This will really help people including me, with the simple tools shown & technique.
But you forgot to answer the most important question.
How do you stop your hands from shaking the first time you do brood transfer?
I did a low volume 3 way split , just to see what would happen with very low brood numbers.
Box 1 with a little more brood from a normal brood/box split did a mating swarm & was off & running very quickly after a mating swarm.
Box 2 with way less brood struggled , so I did the swap box position thing, still no good.
On the 29/10/16 I added more brood from my Dean box to my 2nd built box from under the inspection plastic this time.
When I put more brood in, from the last of the old & new advancing front, I made a big boo boo.
I saw a mated queen, in 3 days in box 2 with no mating swarm, so I had accidentally stolen the old queen from my original box when removing brood.
My Dean box is now undergoing a new mating swarm.
Here’s crossing fingers lol.
Thing is, these little bees are very adaptable & have back up systems already in place for when people make very bad mistakes.
Even if your hands shake really bad when doing it 🙂
Hello old Adrian,
The great thing is that now you have this mature queen in your box it will advance quickly. Not such a boo boo I think.

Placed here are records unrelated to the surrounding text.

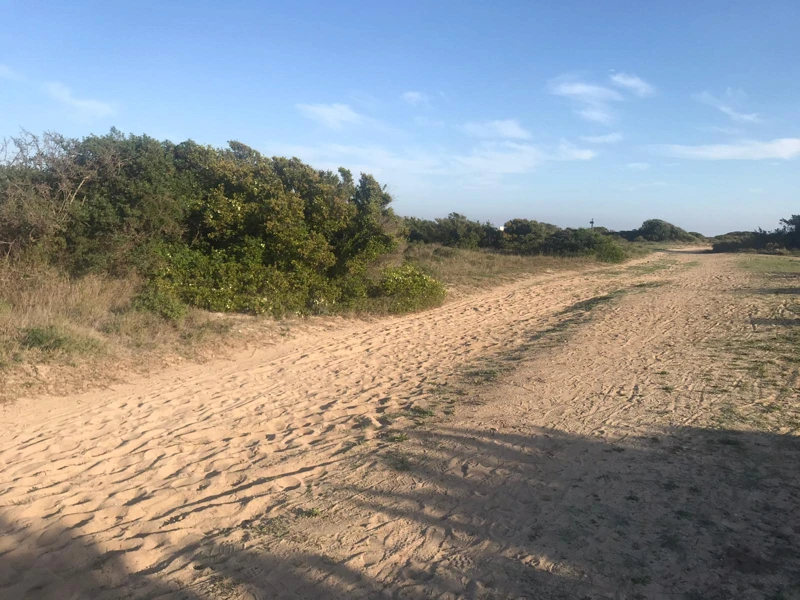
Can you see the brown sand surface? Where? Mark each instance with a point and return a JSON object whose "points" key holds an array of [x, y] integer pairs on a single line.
{"points": [[562, 436]]}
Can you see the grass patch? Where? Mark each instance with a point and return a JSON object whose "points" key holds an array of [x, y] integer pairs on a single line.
{"points": [[770, 264], [51, 340], [92, 329], [465, 270]]}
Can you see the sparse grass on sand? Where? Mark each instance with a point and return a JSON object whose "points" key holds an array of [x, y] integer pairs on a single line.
{"points": [[463, 270], [59, 334], [771, 264]]}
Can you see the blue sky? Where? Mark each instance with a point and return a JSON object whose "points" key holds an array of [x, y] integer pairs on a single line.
{"points": [[560, 111]]}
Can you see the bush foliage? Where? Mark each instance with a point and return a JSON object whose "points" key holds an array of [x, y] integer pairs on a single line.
{"points": [[528, 237], [229, 229], [221, 229], [783, 239]]}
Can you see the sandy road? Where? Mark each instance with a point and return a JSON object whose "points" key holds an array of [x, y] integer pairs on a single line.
{"points": [[273, 475]]}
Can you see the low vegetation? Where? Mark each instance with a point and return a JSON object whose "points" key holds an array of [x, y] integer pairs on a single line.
{"points": [[783, 240], [115, 244], [532, 238]]}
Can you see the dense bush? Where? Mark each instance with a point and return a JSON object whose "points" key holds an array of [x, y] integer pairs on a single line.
{"points": [[656, 230], [222, 229], [406, 288], [455, 230], [518, 236], [784, 238]]}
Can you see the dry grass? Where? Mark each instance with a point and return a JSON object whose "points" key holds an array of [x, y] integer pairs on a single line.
{"points": [[61, 335], [465, 270]]}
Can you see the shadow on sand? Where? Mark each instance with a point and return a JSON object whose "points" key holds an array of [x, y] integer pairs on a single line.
{"points": [[687, 513]]}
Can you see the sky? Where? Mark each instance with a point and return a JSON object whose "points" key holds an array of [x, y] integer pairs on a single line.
{"points": [[556, 111]]}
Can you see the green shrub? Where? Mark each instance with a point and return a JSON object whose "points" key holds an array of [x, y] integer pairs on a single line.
{"points": [[160, 299], [53, 340], [406, 289], [608, 251]]}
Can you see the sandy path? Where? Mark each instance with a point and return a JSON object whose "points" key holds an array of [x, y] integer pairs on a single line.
{"points": [[193, 484]]}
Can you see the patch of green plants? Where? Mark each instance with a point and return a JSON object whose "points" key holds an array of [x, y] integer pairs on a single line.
{"points": [[770, 264], [406, 288], [52, 340]]}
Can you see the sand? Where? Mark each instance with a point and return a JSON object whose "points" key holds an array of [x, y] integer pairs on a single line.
{"points": [[517, 443]]}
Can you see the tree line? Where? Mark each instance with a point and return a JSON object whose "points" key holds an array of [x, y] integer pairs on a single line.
{"points": [[784, 238], [229, 229]]}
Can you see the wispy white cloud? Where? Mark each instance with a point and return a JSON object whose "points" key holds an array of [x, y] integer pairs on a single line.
{"points": [[723, 130], [611, 138], [415, 98], [508, 128], [84, 107], [428, 122], [726, 105], [332, 116], [633, 84], [651, 184], [783, 149], [592, 102], [488, 161], [567, 151]]}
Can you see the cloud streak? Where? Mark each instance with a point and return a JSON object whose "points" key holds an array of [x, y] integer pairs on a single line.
{"points": [[415, 98], [782, 149], [86, 108], [727, 106], [504, 129], [611, 138], [332, 116], [633, 84], [592, 102], [487, 161]]}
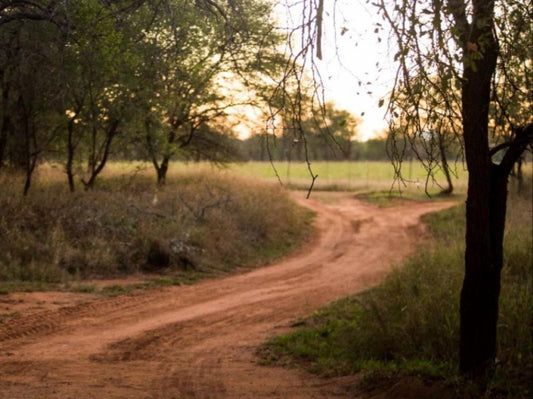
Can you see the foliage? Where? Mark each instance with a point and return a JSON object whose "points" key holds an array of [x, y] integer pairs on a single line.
{"points": [[410, 322], [79, 79]]}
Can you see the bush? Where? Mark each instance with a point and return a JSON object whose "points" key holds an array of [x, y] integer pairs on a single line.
{"points": [[208, 223], [410, 322]]}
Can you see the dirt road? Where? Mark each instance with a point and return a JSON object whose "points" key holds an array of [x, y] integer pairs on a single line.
{"points": [[199, 341]]}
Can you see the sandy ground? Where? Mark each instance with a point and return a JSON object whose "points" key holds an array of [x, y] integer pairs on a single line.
{"points": [[200, 341]]}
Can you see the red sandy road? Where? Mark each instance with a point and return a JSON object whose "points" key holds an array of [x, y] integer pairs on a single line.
{"points": [[199, 341]]}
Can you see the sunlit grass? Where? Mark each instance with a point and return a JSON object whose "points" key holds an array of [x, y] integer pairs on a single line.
{"points": [[202, 223], [409, 324]]}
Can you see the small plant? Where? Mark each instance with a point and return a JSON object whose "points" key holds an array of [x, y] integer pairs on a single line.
{"points": [[200, 224], [409, 324]]}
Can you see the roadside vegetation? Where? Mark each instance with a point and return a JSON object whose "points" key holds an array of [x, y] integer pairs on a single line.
{"points": [[409, 324], [200, 224]]}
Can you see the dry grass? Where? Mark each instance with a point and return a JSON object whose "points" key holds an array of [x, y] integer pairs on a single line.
{"points": [[200, 224]]}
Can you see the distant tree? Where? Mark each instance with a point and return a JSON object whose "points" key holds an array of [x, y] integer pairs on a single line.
{"points": [[470, 63]]}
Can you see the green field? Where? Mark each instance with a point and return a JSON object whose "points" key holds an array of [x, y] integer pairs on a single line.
{"points": [[364, 176]]}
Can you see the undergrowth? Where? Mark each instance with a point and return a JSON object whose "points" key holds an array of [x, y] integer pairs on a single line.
{"points": [[409, 324], [199, 224]]}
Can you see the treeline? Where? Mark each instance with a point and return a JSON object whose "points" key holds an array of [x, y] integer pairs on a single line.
{"points": [[321, 148], [85, 81]]}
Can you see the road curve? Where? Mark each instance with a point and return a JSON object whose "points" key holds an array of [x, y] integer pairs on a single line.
{"points": [[199, 341]]}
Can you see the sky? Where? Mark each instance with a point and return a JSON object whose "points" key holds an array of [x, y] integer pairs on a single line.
{"points": [[356, 67]]}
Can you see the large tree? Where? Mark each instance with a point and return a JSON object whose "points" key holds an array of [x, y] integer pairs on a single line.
{"points": [[465, 65], [475, 57]]}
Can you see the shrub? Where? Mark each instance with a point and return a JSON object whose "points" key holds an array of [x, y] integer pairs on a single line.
{"points": [[206, 222]]}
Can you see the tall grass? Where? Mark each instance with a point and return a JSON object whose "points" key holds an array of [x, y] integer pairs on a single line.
{"points": [[410, 322], [353, 176], [335, 175], [199, 224]]}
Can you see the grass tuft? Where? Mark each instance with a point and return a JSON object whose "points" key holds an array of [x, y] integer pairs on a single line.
{"points": [[409, 324], [201, 224]]}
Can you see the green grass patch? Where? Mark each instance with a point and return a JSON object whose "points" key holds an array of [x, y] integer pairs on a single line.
{"points": [[409, 324], [202, 224]]}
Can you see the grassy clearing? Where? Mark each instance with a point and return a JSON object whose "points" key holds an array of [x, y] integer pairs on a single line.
{"points": [[201, 224], [361, 176], [409, 324]]}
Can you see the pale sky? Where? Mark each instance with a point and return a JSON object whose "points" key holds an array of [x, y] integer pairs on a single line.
{"points": [[355, 56]]}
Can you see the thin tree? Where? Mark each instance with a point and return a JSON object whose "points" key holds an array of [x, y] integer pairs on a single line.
{"points": [[454, 48]]}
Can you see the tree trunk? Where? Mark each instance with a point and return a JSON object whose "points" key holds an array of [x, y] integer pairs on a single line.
{"points": [[162, 171], [70, 156], [485, 206], [445, 166]]}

If my hive is being attacked by a swarm how can I take some brood and propolis out without letting the swarm in or my bees out? It’s not happening right now but I just want to know so that I am prepared because I have seen other stingless bees around that aren’t mine.
Hi Jordan. If your intention is to perform a swarm capture a few extra bees in the air often sparks a more aggressive swarm, the more aggressive a swarm the more chance you have of catching it.
If not I would screen the entrance to the hive and wait till night. The colony attacking will withdraw their troops at dusk and you will see the swarm disappear. By 9am the next morning they will return. When you open the box at night all your bees will come out and most probably not be happy because of the swarm. Work fast and accurate to take the brood. Place a small piece of propolis taken from near the brood and place that on your hive entrance. Once the box is closed use a soft bristle brush to sweep the bees off your hands near the box. They will find their way back into the hive. Hope this helps.
very informative thank you for the great video and explanation
Hey Nick, great vid thanks. How long can a piece of removed brood last if stored in a container or bag .? cheers
If the temperature is kept stable enough for the bees that are in the brood to survive, it’s quite a long time. 2-3 days. In terms of temperature Dean may care to comment.